It is the start of the new year, and predictions for 2021 in the media sector are out.
The annual Journalism, Media, and Technology Trends and Predictions report by the Reuters Institute suggests that 2021 will be a year of digital subscriptions. The report reveals media companies worldwide are focusing on reader revenue models, and “driving digital subscriptions was rated an important or very important revenue focus for 76%” of the sampled 234 media bosses.
Digital subscriptions are seen as the most important revenue stream for digital media, followed by display and native advertising.
In the last year, growth in digital subscriptions meant more news companies moved to the “million-mark club” — having 1 million or more digital subscribers. Last November, Gannett hit the milestone, and in January this year announced that it was aiming to have 10 million subscribers in five years’ time.
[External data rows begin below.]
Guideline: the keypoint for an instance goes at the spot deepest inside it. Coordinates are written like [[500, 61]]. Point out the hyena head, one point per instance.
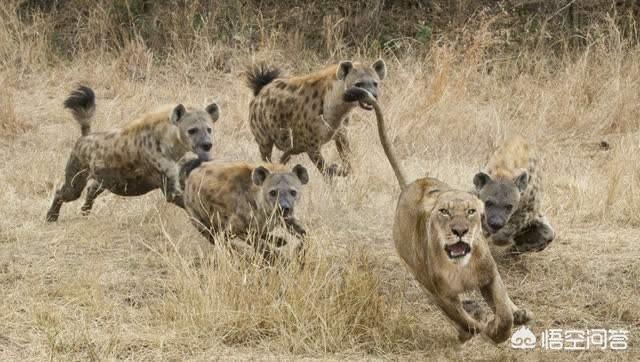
[[362, 76], [279, 191], [195, 127], [501, 197]]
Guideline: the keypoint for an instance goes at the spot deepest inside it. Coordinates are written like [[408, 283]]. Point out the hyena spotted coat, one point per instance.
[[511, 189], [301, 114], [135, 159], [243, 200]]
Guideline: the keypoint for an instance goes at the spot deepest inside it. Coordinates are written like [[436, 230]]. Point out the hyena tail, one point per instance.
[[260, 75], [186, 169], [82, 104]]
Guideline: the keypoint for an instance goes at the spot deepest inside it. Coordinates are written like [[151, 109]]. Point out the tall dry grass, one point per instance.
[[135, 281]]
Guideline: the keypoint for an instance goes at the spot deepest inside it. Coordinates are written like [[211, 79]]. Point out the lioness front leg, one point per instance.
[[466, 325], [499, 328]]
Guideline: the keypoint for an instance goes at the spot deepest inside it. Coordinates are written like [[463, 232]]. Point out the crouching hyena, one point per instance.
[[511, 189], [243, 200], [301, 114], [135, 159]]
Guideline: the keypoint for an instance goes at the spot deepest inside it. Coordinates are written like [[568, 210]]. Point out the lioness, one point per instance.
[[437, 232]]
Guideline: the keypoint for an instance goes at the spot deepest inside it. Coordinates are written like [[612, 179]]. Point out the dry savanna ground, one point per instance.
[[135, 281]]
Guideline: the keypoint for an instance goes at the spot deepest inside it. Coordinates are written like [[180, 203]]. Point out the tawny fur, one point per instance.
[[133, 160], [224, 198], [431, 216], [301, 114], [515, 163]]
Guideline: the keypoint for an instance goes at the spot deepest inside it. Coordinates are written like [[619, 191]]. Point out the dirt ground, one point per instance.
[[134, 280]]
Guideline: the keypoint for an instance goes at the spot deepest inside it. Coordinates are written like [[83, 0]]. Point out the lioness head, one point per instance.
[[362, 76], [279, 190], [195, 127], [501, 197], [456, 223]]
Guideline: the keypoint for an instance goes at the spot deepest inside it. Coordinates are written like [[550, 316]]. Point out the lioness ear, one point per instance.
[[177, 113], [214, 111], [480, 180], [343, 69], [302, 174], [259, 174], [380, 68], [522, 181]]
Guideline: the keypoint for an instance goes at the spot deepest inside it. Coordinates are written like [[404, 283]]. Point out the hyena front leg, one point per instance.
[[344, 151], [170, 179], [76, 175], [93, 191]]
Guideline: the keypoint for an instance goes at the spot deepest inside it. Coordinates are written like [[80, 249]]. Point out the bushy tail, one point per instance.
[[359, 94], [260, 75], [82, 104], [186, 169]]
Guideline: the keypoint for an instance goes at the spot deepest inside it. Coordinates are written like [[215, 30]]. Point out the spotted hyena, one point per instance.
[[301, 114], [244, 200], [133, 160], [511, 190]]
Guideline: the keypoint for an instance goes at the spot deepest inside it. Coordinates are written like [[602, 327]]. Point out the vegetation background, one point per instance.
[[135, 281]]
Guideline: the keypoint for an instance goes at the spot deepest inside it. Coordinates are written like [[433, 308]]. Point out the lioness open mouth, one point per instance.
[[457, 250], [365, 106]]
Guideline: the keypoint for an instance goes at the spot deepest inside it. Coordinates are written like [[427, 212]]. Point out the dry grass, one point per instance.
[[135, 281]]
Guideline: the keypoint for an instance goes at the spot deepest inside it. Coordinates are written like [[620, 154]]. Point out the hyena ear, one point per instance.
[[214, 111], [177, 113], [302, 174], [522, 181], [259, 174], [343, 69], [480, 180], [380, 68]]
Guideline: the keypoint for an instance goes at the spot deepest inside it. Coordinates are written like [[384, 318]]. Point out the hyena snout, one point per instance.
[[206, 146]]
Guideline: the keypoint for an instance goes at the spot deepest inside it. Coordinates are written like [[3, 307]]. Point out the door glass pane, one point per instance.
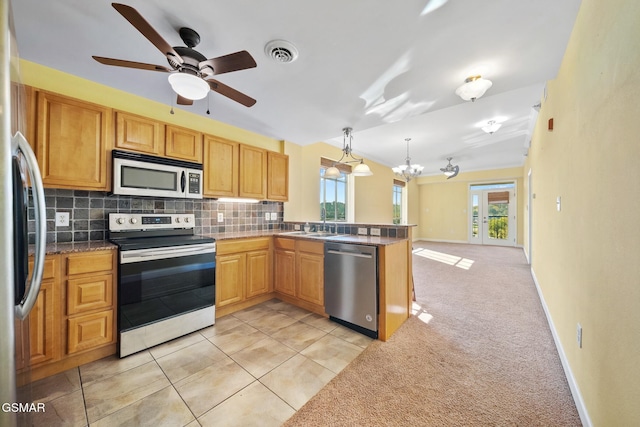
[[475, 215], [498, 221]]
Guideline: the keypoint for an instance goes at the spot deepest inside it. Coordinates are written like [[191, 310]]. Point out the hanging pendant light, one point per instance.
[[361, 168], [408, 170]]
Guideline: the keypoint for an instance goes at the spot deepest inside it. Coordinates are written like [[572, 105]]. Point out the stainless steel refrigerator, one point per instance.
[[20, 190]]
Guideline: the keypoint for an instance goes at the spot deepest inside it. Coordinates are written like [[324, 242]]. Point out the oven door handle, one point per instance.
[[141, 255]]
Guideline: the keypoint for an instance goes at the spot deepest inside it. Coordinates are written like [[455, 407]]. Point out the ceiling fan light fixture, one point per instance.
[[450, 171], [188, 86], [473, 88], [408, 171]]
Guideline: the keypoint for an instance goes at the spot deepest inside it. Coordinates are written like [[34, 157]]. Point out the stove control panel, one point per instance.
[[135, 221]]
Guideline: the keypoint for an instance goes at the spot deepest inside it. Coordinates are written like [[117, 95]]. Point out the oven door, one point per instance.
[[160, 283]]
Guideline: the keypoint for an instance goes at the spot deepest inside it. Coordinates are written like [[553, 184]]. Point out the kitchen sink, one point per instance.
[[316, 234]]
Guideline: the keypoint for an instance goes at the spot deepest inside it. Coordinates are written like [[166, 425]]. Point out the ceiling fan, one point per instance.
[[450, 171], [190, 70]]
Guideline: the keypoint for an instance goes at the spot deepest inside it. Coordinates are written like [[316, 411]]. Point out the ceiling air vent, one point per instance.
[[281, 51]]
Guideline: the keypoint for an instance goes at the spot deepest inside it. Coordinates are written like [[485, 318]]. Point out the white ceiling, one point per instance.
[[387, 69]]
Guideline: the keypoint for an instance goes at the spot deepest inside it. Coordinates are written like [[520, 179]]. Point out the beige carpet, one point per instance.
[[486, 357]]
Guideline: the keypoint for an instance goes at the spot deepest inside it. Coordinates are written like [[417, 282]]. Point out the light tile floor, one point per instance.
[[254, 367]]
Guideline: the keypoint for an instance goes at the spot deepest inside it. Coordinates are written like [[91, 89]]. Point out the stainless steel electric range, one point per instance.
[[166, 278]]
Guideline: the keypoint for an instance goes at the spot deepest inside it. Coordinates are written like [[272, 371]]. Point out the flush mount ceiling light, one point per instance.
[[450, 171], [473, 88], [491, 127], [408, 171], [360, 170], [188, 85]]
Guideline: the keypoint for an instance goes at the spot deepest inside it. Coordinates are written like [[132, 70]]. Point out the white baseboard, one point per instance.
[[415, 239], [575, 391]]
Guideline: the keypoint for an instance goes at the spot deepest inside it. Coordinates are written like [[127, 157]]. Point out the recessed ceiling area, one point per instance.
[[389, 70]]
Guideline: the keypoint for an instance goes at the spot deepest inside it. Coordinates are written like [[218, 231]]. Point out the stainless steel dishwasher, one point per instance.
[[351, 286]]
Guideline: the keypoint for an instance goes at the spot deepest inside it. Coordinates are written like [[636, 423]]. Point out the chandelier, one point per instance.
[[450, 171], [360, 170], [408, 171], [473, 88]]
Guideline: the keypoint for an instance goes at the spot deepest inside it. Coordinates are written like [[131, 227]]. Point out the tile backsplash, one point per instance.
[[89, 214]]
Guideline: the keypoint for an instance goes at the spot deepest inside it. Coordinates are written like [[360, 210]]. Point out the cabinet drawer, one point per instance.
[[284, 243], [311, 247], [89, 293], [50, 264], [88, 331], [242, 245], [89, 262]]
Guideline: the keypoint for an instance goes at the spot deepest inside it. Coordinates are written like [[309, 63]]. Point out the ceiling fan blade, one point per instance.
[[132, 15], [184, 101], [130, 64], [228, 63], [231, 93]]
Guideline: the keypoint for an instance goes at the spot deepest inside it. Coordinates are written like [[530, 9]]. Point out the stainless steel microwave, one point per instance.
[[150, 176]]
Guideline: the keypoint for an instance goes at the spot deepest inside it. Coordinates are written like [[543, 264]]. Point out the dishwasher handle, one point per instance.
[[354, 254]]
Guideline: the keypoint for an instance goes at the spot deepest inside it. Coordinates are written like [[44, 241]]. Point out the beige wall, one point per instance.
[[46, 78], [444, 203], [586, 258]]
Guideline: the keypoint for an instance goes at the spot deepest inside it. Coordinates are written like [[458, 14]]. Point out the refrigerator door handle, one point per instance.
[[20, 143]]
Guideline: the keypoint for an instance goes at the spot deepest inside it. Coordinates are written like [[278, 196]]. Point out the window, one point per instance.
[[397, 201], [333, 197]]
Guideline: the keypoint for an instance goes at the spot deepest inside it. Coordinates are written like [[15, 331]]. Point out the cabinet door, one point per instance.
[[230, 278], [221, 167], [278, 176], [310, 269], [43, 330], [253, 172], [258, 273], [285, 272], [139, 134], [89, 331], [73, 142], [184, 144]]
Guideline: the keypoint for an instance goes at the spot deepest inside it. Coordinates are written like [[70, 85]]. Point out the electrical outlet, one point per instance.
[[62, 219], [579, 335]]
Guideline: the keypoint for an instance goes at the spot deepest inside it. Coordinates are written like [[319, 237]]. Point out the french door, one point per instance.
[[492, 214]]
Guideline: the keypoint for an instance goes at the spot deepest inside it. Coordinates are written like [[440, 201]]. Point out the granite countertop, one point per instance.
[[101, 245], [65, 248], [339, 238]]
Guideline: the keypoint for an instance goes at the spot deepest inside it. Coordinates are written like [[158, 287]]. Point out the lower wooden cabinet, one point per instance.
[[74, 318], [299, 272], [243, 273]]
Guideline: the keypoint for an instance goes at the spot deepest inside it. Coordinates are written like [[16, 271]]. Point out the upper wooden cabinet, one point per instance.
[[253, 172], [72, 142], [277, 176], [139, 134], [221, 167], [182, 143]]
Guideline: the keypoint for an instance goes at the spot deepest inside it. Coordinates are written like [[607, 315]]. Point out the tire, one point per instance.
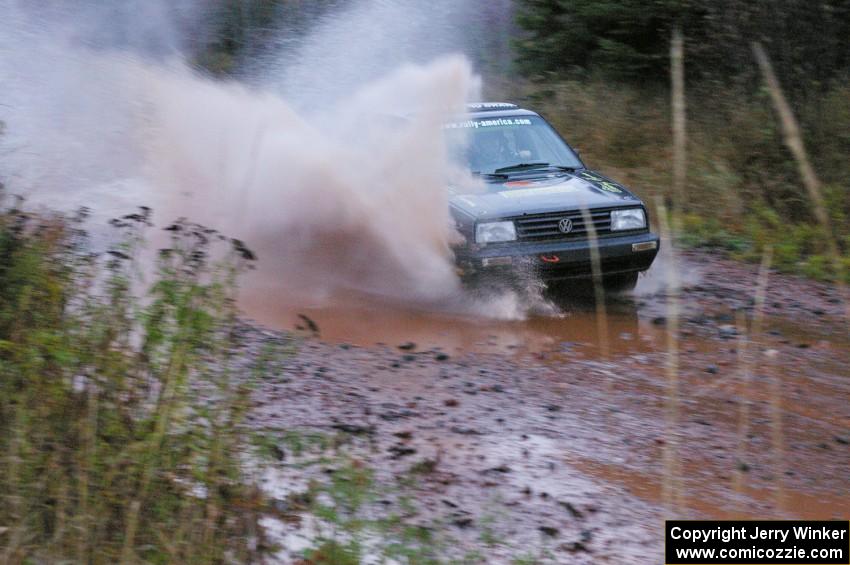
[[623, 282]]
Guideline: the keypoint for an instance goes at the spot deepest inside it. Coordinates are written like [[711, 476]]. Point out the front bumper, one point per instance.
[[555, 260]]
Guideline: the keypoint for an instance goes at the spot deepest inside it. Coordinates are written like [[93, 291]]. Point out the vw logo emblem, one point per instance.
[[565, 225]]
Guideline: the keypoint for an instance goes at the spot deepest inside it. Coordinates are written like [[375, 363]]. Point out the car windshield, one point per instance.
[[509, 144]]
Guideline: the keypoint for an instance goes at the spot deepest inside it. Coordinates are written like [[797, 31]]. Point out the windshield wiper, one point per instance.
[[529, 166]]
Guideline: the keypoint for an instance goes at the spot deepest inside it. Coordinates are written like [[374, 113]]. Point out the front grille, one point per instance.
[[541, 227]]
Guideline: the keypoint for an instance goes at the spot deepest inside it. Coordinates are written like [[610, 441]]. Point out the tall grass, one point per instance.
[[119, 417], [742, 190]]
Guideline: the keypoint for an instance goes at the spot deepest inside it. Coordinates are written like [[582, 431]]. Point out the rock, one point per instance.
[[727, 331], [500, 469], [465, 431], [355, 429]]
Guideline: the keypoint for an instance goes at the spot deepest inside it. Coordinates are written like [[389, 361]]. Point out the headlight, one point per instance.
[[493, 232], [628, 219]]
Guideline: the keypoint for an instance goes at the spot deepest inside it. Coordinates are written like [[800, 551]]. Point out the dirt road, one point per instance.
[[545, 440]]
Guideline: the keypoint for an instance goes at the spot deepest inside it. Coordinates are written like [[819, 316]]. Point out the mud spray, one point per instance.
[[327, 158]]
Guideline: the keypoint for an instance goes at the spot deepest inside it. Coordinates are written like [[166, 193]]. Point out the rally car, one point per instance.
[[541, 210]]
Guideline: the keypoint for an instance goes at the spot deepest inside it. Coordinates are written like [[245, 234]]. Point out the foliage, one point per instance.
[[119, 419]]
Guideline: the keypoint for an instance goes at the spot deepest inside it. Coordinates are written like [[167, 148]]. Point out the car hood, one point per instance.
[[539, 193]]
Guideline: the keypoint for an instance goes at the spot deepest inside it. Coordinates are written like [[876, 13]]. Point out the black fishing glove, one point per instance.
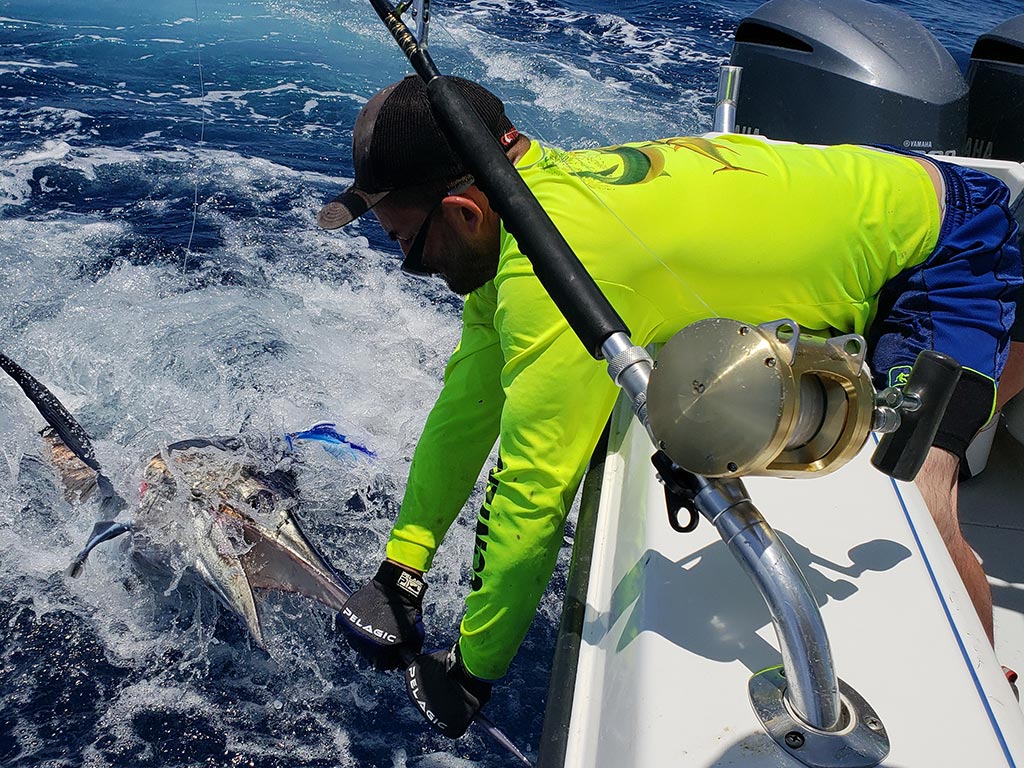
[[383, 620], [443, 692]]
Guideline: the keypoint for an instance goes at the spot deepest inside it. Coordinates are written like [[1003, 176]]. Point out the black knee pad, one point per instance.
[[969, 410]]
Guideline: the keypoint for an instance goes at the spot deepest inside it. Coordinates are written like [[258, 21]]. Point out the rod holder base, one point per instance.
[[860, 740]]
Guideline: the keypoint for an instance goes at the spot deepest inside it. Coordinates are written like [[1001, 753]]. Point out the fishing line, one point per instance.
[[560, 159], [200, 143]]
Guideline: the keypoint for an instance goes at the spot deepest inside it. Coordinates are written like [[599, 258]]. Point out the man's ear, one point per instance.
[[467, 209]]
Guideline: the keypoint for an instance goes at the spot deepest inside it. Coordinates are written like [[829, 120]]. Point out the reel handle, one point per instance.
[[933, 379]]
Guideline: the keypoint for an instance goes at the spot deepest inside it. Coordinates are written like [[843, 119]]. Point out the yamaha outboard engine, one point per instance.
[[847, 71], [995, 117]]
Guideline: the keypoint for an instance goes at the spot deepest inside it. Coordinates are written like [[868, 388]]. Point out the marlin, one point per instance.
[[222, 506]]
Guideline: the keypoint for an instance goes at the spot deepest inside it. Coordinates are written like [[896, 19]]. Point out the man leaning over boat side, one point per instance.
[[911, 253]]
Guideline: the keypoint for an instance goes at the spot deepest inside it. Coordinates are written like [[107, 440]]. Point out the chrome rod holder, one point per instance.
[[725, 105]]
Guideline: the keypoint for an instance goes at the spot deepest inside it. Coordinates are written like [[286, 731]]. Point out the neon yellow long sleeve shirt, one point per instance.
[[674, 231]]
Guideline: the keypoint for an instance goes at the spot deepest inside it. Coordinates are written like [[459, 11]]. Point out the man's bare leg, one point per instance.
[[937, 482]]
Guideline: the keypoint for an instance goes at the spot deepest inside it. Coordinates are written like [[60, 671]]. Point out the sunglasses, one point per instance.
[[413, 263]]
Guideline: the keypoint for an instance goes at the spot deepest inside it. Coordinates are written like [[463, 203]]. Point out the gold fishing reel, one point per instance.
[[728, 398]]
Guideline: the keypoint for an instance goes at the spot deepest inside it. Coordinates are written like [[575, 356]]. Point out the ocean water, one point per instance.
[[160, 168]]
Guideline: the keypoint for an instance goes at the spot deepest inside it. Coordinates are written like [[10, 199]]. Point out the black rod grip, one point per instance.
[[933, 380], [563, 276]]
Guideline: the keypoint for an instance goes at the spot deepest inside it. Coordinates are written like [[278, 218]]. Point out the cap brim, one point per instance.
[[347, 207]]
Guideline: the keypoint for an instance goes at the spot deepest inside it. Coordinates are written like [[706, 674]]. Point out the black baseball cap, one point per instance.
[[397, 144]]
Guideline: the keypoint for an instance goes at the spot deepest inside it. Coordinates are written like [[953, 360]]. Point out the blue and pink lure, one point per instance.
[[334, 441]]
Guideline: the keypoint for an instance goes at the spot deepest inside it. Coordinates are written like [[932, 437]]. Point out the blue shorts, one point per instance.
[[962, 299]]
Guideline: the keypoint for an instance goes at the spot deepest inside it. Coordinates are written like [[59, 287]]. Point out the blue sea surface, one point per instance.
[[161, 166]]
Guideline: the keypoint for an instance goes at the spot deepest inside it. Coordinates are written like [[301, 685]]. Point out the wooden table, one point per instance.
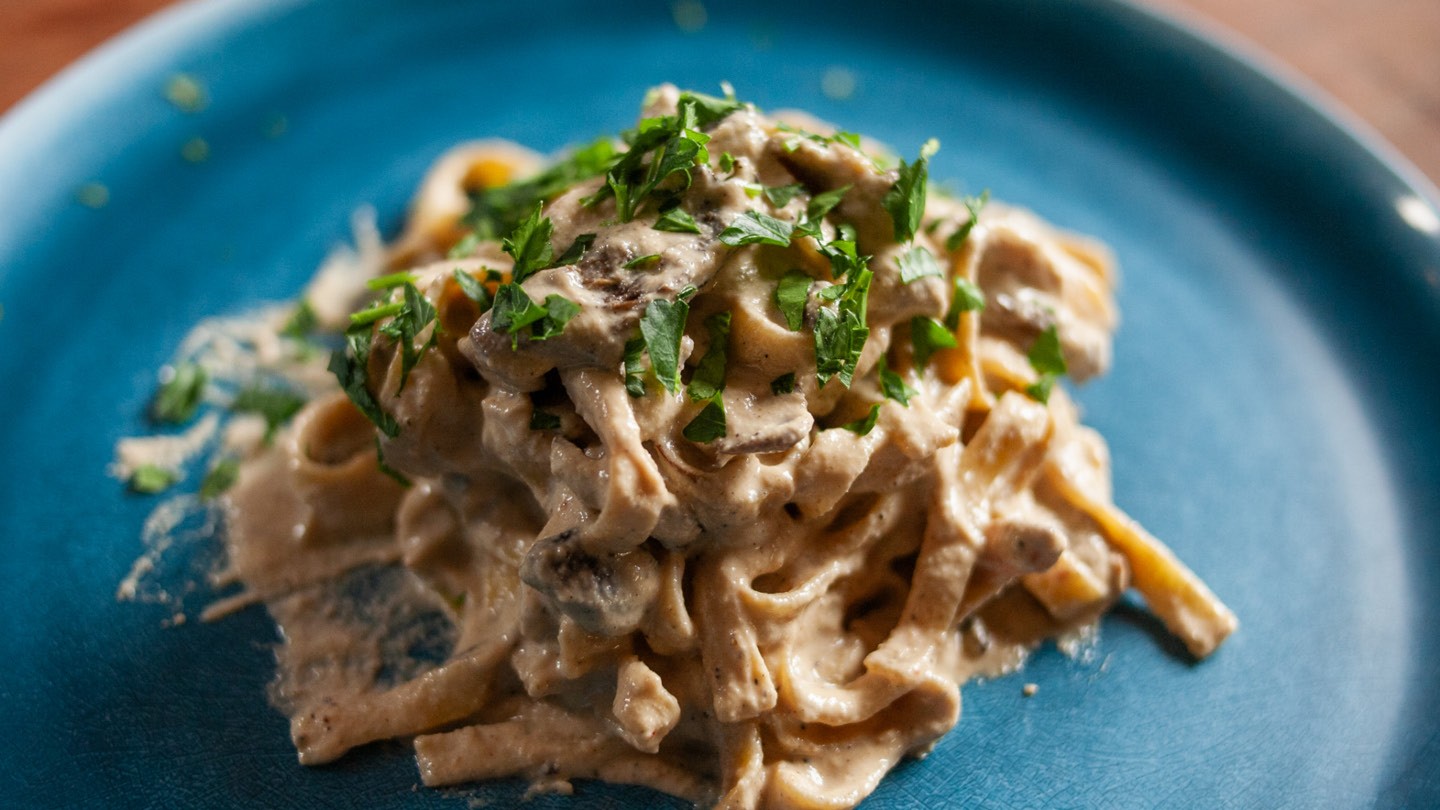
[[1381, 58]]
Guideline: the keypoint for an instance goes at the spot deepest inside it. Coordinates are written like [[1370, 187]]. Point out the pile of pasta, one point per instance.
[[775, 614]]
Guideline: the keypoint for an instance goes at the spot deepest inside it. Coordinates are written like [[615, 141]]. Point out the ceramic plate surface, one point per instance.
[[1272, 411]]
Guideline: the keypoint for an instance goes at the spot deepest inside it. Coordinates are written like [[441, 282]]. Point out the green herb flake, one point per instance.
[[791, 296], [634, 369], [709, 423], [781, 196], [709, 379], [864, 424], [929, 336], [918, 263], [543, 420], [661, 327], [841, 332], [677, 221], [784, 384], [894, 386], [1049, 361], [966, 297], [755, 228], [974, 206], [905, 201], [277, 405], [473, 288], [641, 261], [530, 244], [221, 477], [301, 322], [150, 479], [350, 368], [389, 281], [180, 394], [575, 251]]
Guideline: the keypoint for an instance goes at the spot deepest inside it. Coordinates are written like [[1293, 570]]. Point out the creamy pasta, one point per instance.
[[713, 460]]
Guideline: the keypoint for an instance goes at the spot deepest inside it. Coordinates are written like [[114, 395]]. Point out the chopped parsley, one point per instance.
[[966, 297], [929, 336], [379, 461], [179, 397], [918, 263], [791, 296], [974, 206], [350, 366], [1049, 361], [221, 477], [301, 322], [864, 424], [150, 479], [893, 385], [575, 251], [709, 379], [513, 312], [661, 327], [277, 405], [677, 221], [841, 332], [709, 423], [905, 201], [473, 288], [634, 371], [755, 228], [530, 244]]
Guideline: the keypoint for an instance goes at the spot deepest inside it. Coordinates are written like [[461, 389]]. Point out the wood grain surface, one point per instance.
[[1380, 58]]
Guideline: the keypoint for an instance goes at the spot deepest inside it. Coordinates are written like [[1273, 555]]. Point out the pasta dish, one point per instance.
[[712, 459]]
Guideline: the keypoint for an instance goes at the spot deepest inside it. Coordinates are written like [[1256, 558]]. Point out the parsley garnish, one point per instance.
[[221, 477], [709, 379], [634, 371], [929, 336], [301, 322], [379, 461], [864, 424], [473, 290], [1049, 362], [350, 366], [575, 251], [150, 479], [893, 385], [677, 221], [661, 326], [781, 196], [513, 312], [791, 296], [709, 423], [641, 261], [841, 332], [277, 405], [755, 228], [905, 201], [543, 420], [918, 263], [179, 397], [972, 205], [966, 297], [530, 244]]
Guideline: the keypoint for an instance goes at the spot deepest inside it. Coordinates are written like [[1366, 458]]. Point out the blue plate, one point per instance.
[[1272, 410]]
Gannett owns USA Today plus 260 other dailies, and while the flagship newspaper does not have a digital subscription for its content, the option is “under consideration.”
The New York Times is leading the “million-mark club.” In November 2020, it had more than 7 million paid subscribers, of which 6 million were paying for a digital product. The company said that, “for the first time, the publisher brought more revenue from online readers than from its print subscribers.” Similarly to Gannett, it is aiming to hit 10 million digital subscriptions by 2025, but it is much closer to hitting the target than its competitor if the growth trend continues.
According to Press Gazette, other newspapers have also entered the precious club or are close to entering it. The Washington Post has more than 3 million digital subscribers, and The Wall Street Journal around 2.4 million. The Financial Times has 945,000, and News Corp in Australia has 685,000 subscriptions.
Additionally, The Guardian has more than 1 million subscribers or contributors, which is an achievement as it has not introduced paid digital content. Of the million, 900,000 are voluntarily paying for its digital content.
The digital transformation of newspaper groups seems to be well underway, and in 2020, the subscriptions were boosted by the COVID-19 pandemic. The big question naturally is whether the party will continue. And, if the money goes to the newspapers in the “million-mark club,” what happens with the national, regional, and local newspapers?
The COVID-19 bump offered relief for many newspaper publishers, but the Reuters report warns that “2021 is likely to be a tough time to hold on to cash-strapped customers increasingly looking for diversion and entertainment.” While this is a concern, the pandemic is far from over, and people continue to need facts and information about it, among other things.